Overnight. Questo è il modo di preparare il porrdige che preferiamo: in una tazza aggiungi i fiocchi d’avena e latte di mandorle o cocco, aggiungi i semi di chia e lascia il tutto nel frigo per tutta la notte. Il mattino dopo, aggiungi mirtilli e qualche goccia di cioccolato e gustalo per colazione.

Croccanti barrette proteiche con riso soffiato e burro di arachidi

Quando sei a corto di spuntini, ma in dispensa hai a portata di mano tutto quello che normalmente utilizzi per fare colazione, puoi essere creativa e preparare il tuo spuntino in pochissimi minuti, senza utilizzare il forno o cuocere nulla. Le barrette proteiche con riso soffiato ti daranno la carica per la tua giornata super impegnativa!

Ingredienti barrette proteiche con riso soffiato e burro di arachidi 

  • 100 gr di riso soffiato
  • 50 gr avena
  • 80 gr burro di arachidi
  • 3 cucchiai di miele
  • 3o gr di proteine in polvere (opzionali)

Come procedere

  • Metti riso e avena in forno per 5/8 min giusto il tempo che si tostino
  • Poi mescoli burro di arachidi miele e proteine
  • E poi aggiungi tutto
  • Stendi su carta forno e metti in frigo a riposare
  • Una volta pronto taglia il composto in rettangoli e utilizzali come spuntino.

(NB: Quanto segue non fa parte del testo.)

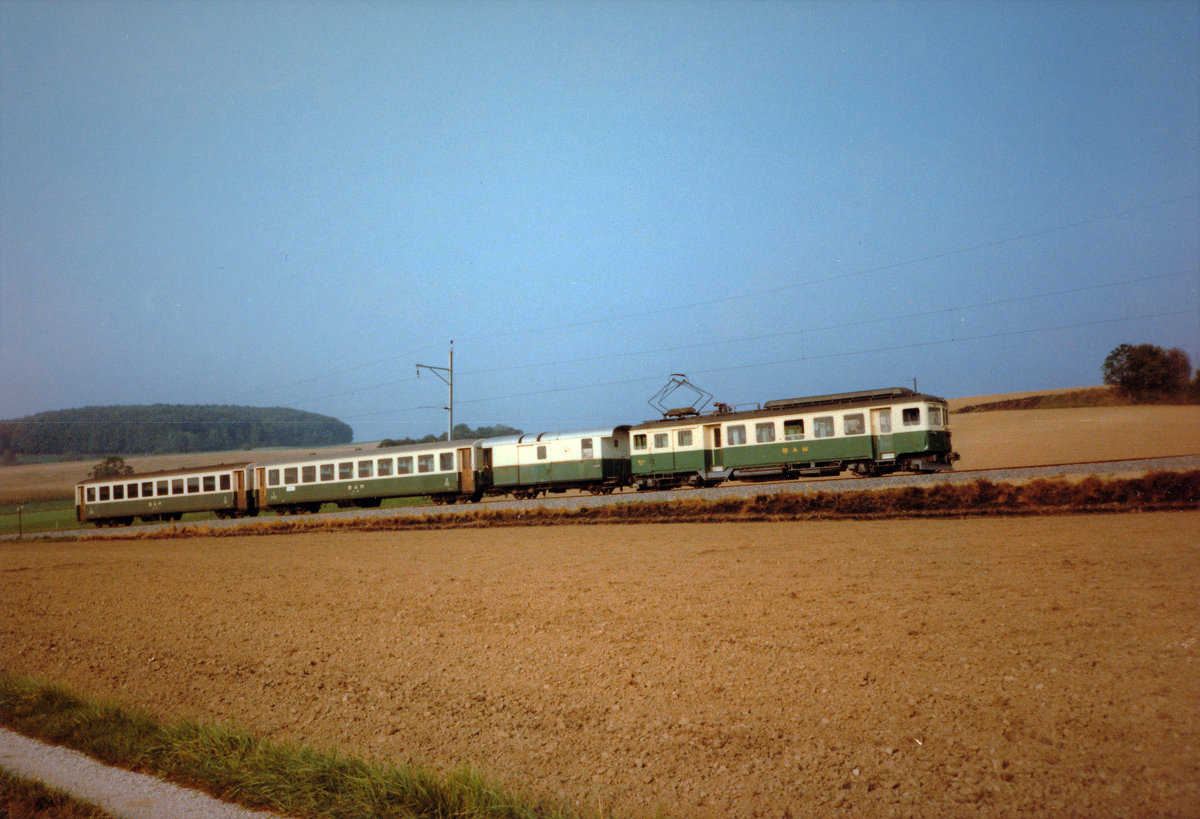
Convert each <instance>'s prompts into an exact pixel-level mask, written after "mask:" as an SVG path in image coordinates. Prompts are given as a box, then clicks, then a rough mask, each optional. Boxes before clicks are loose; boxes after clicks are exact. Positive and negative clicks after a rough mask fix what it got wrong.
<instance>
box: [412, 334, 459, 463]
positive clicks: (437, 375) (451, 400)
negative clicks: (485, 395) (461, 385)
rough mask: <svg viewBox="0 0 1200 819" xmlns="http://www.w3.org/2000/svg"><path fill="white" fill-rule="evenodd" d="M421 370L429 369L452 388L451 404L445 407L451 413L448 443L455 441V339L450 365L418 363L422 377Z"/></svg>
mask: <svg viewBox="0 0 1200 819" xmlns="http://www.w3.org/2000/svg"><path fill="white" fill-rule="evenodd" d="M421 370H428V371H430V372H432V373H433V375H436V376H437V377H438V378H440V379H442V381H443V382H445V384H446V387H449V388H450V406H448V407H443V408H444V410H445V411H446V412H449V413H450V429H449V430H448V431H446V443H449V442H451V441H454V339H451V340H450V366H430V365H428V364H418V365H416V377H418V378H420V377H421Z"/></svg>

Colazione Dolce: Pangoccioli proteici al burro di arachidi

Sappiamo già che la colazione salata è quello che ci vuole per cercare di seguire una corretta alimentazione durante tutto il corso della giornata. Tuttavia noi siamo delle golosone, e quindi oggi abbiamo provato una ricetta che ben soddisfa la voglia di colazione dolce.

Ingredienti Pangoccioli proteici al burro di arachidi

  • 125gr di burro di arachidi
  • 50 gr di miele
  • un pizzico di sale
  • 80 gr di bianco d’uovo
  • mezzo cucchiaio di lievito
  • 36 gr di proteine in polvere alla vaniglia
  • 30 grammi di farina di mandorle
  • 50 gr di gocce di cioccolato fondente

Come procedere 

  • Mescola tutti gli ingredienti secchi finchè non sono ben amalgamati e succesivamente aggiungi i bianchi d’uovo, il burro di arachidi, il miele e la gocce di cioccolato fondente.
  • Valuta l’impasto dovrebbe essere morbido, ma non liquido. Se hai bisogno di renderlo più solido, aggiungi altre proteine in polvere. Se invece hai bisogno di renderlo più morbido prova con del latte
  • Preriscalda il forno a a 180°
  • Su una teglia posiziona la carda da forno.
  • Con un cucchiaio inizia a porzionare l’impasto (circa 12 porzioni)
  • Fai cuocere per circa 5-6 minuti, dovrebbero risultare dorati.
  • Lasciali raffreddare per 3 minuti prima di gustarli.